Let your memories live. Let small corners of your grief breathe. Let your loss be swept into the collective experience of people sharing, witnessing, and letting be.


What do you give?

November 16, 2010

Since I’ve come home from my long summer, there’s been a whole lot of getting used to my newer, expanded, more grown up self, back in my not-new surroundings. One of those areas is work. Do I still fit in to the same places? What do I give, these days? Right this minute, as I type that very sentence, I get a text from my uber-pal and favorite witness in my life’s travels. She sent a picture. Here, I’ll share it:

In keeping with serendipity, and knees-deep in updating my portfolio, I give you this story, of the day Mary J Blige, Heart, Metric, and Sarah McLachlan played a live soundtrack to this question as it unspooled in me: WHAT DO YOU GIVE?

Moved by music

We step out onto 7th Street, near the entrance of the club Prince made famous in “Purple Rain” and where punk made its mark in Minneapolis. Painted black and covered with big silver stars, we slog past it across the street to the Target Center and even this early in the morning, I can feel pop culture history crackle in the intersection.

On the menu: Tired. Chaos too. Things are not where they’re supposed to be and stage set-up is already cramped for time. Tension high, moods ugly. There’s no coffee yet. It’s too early for this rush.

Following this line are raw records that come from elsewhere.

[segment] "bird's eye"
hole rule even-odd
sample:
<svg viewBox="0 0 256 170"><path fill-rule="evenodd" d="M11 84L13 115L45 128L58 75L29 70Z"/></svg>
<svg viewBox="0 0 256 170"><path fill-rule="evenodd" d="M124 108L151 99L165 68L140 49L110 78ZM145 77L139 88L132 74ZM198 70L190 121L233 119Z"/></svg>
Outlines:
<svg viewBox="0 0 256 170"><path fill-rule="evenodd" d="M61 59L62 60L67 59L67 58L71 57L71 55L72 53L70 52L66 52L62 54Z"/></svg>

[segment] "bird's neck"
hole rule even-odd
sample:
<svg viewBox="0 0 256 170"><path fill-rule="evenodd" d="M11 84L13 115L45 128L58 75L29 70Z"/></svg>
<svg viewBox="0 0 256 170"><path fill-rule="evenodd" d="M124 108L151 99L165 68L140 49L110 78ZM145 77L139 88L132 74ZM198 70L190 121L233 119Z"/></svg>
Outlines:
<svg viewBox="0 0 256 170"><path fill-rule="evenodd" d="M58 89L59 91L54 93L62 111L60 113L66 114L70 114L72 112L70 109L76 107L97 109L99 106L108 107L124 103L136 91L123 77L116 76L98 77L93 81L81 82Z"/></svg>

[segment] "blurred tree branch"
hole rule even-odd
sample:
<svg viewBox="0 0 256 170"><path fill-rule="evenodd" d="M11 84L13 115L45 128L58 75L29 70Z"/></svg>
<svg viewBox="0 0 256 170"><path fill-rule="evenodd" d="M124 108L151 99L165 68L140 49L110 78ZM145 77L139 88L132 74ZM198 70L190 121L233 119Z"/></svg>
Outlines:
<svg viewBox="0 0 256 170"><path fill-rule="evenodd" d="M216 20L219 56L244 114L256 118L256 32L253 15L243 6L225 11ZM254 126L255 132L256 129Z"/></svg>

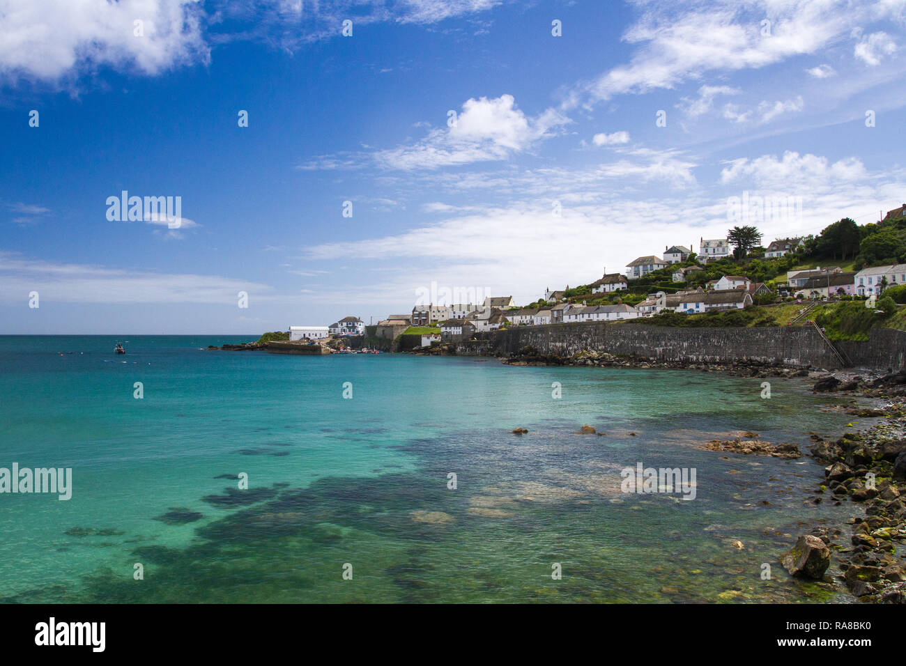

But then something happens.

Read the rest: “What do you give? Diary of a day on the road with Lilith,” posted originally on ALTER ECO TRAVELS.



October 6, 2010

I’m trying something new: Coming Home.

It’s mathematical. On average, I move cities every year-and-a-half. At the 18-month mark in Portland, I tripped off to the Lilith tour with every intention of coming home. Headed out to cross two nations of cities, people, wide open arms and a summer of adventure…it was like telling an alcoholic sex addicted lover, “Hey, Sugar, there’s a party of boozy high class hookers next door. You go enjoy yourself. I’m calling it a night.”

I went next door with the hookers.

For three months. I leapt into the swirl of a concert tour and traveled around the nation with artists, entrepreneurs, big-hearts and crazies. I stayed up all hours, drank whiskey and wine. Ate sandwiches and drank beer. Let down my guard and let flow the girl that never got out when I was younger, serious, toeing the line of everything right, trying to find myself in diligence.

At the end of the tour, I couldn’t call it the end. I stayed in New York a while. And then a while turned into a month longer than I’d meant to stay. Pretty soon, it’s three months since I’ve left Portland, and New York City, a place I’ve called home before, is stroking my hair, whispering in my ear, cradling me in its morning after, asking me sweetly if I really want to leave.

The answer is transient

Today I walked around the place that I left last June and New York is far away. Yellow blossoms are in a pool under the park trees. People are smiling because they’re just nice here. I rolled over in bed this morning and opened my eyes to gray skies and I smiled too. I’m home. I’m in the moody broody weather of the Northwest. I’m back.

Because I’ve moved so much, I have a history of returning home to a lot of places. The end comes. I prepare to leave and wonder if I should stay longer. I have a similar history with lovers, each time silently asking both the city and the lover some variation of: Are you my mother? Are you the home of my heart? Is it you?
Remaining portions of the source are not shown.